- Theatrical release poster
- Directed by: Josh Safdie
- Screenplay by: Josh Safdie; Eleonore Hendricks;
- Story by: Josh Safdie; Andy Spade; Anthony Sperduti;
- Produced by: Brett Jutkiewicz; Sam Lisenco; Zach Treitz; Josh Safdie;
- Starring: Eleonore Hendricks; Josh Safdie; Jordan Zaldez; Wayne Chin; Francesca LaPrelle;
- Cinematography: Brett Jutkiewicz
- Edited by: Brett Jutkiewicz; Josh Safdie; Benny Safdie;
- Production company: Red Bucket Films
- Distributed by: IFC Films
- Release dates: March 10, 2008 (SXSW); October 3, 2008 (United States);
- Running time: 71 minutes
- Country: United States
- Language: English

= The Pleasure of Being Robbed =

The Pleasure of Being Robbed is a 2008 American drama film directed by Josh Safdie in his feature film directorial debut. It stars Eleonore Hendricks, Josh Safdie, Jordan Zaldez, Wayne Chin, and Francesca LaPrelle. It tells the story of a kleptomaniac woman who lives in New York City. The film had its world premiere in the Emerging Visions section at the 2008 South by Southwest on March 10, 2008. It was released in the United States in limited theaters on October 3, 2008.

==Plot==

Eleonore is a lonely, free-spirited kleptomaniac woman who lives in New York City. She frequently steals others' possessions, mainly handbags and purses. While in a bar, she picks up a woman's bag and finds car keys. She bumps into her friend Josh and together they drive to Boston in the stolen car, even though Eleanore doesn't know how to drive. She drives back to New York and is arrested by NYPD after trying to steal another woman's handbag, but is let out the next morning. The film ends with her in a music and DVD store stealing a DVD and putting it into her CD player, revealing that she essentially learned nothing from her previous altercation and that she will continue to steal.

==Cast==
- Eleonore Hendricks as Eleonore
- Josh Safdie as Josh
- Jordan Zaldez as Jordan
- Wayne Chin as Wayne
- Francesca LaPrelle as Mom
- Van Neistat as Animal Harraser

==Production==
In 2007, Josh Safdie was hired by Andy Spade and Anthony Sperduti to create a short film featuring Kate Spade handbags. He devised a concise story about the adventures of a kleptomaniac woman. Eleonore Hendricks, who co-wrote the screenplay, portrayed the lead role. The project eventually turned into a feature film. The film was shot on 16 mm film.

==Release==
The film had its world premiere in the Emerging Visions section at the 2008 South by Southwest on March 10, 2008. It screened in the Directors' Fortnight section at the 2008 Cannes Film Festival on May 23, 2008. IFC Films acquired North American distribution rights to the film. It was released in the United States in limited theaters on October 3, 2008.

==Reception==
On review aggregator website Rotten Tomatoes, the film holds an approval rating of 27% based on 11 reviews, with an average rating of 4.1/10.

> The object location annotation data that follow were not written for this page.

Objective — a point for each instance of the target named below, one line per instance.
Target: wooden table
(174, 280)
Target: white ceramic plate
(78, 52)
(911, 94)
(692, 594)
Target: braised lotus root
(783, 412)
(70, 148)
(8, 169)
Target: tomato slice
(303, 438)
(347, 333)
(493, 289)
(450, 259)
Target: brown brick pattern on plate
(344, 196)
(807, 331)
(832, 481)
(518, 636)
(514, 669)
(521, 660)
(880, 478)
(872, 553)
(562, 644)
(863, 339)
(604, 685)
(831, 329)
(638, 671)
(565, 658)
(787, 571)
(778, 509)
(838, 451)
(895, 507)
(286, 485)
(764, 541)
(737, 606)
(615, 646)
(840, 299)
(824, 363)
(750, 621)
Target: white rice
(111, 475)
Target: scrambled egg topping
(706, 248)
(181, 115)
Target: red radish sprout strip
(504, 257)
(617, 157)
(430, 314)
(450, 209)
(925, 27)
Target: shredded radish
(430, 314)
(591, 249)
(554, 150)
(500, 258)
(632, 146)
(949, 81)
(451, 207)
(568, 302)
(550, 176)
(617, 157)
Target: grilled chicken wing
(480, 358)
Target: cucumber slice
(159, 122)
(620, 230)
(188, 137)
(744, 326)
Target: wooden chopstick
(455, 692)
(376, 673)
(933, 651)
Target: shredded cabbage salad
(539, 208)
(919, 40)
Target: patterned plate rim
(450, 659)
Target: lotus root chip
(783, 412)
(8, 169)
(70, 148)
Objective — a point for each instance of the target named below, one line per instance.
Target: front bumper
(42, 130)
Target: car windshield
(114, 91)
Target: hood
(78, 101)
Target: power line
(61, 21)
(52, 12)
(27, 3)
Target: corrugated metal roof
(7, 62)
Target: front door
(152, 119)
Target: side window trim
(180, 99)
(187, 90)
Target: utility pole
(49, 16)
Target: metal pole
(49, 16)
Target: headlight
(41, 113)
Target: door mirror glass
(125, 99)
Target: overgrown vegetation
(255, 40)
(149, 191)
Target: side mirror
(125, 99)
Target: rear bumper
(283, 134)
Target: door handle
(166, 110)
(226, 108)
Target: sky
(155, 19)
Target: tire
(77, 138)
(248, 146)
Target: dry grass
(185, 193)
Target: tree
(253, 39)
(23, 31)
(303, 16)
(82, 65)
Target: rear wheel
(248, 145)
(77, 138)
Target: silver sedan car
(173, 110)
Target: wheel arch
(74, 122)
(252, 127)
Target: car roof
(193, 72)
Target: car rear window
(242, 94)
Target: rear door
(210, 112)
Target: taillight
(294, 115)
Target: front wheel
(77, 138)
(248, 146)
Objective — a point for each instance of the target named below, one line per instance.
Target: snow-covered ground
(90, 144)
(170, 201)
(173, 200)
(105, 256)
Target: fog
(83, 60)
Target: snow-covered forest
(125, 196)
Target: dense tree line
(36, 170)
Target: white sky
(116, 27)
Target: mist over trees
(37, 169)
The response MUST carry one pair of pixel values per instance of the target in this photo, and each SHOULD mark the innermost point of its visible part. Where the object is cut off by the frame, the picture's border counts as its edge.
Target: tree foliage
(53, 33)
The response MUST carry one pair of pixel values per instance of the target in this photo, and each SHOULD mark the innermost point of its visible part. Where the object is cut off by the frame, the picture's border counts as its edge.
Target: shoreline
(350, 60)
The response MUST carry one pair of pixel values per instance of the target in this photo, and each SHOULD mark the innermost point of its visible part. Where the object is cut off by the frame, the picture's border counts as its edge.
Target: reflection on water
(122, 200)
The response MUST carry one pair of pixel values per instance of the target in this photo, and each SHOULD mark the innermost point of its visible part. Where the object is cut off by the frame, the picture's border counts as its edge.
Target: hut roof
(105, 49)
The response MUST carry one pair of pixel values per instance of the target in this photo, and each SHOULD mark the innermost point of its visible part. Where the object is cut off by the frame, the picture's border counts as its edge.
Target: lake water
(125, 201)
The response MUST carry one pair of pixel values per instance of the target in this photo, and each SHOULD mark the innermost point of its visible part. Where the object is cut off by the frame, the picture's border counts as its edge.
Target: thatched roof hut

Nick Schager of Slant Magazine gave the film 1 out of 4 stars, calling it "a preeminent example of what happens when filmmaking tools become accessible to people with nothing to say." Laura Kern of The New York Times commented that the film "exposes itself as a technically deficient bore with little on its agenda." Rob Nelson of Variety wrote, "New York location shooting appears aptly purloined, but tech accomplishments, with muffled dialogue and fuzzy imagery, are borderline appalling even by the old-school DIY standards to which the pic pretentiously aspires."

Olivier Pere, the 2008 Cannes Film Festival's programmer, said, "They express something wild, intimate, and uncompromised about bohemian life in New York." He also stated that the film reminded him of "neorealism and the American underground films of the '60s."

At the 2008 Sarasota Film Festival, the film won the Independent Visions Competition award and the Heineken Red Star award.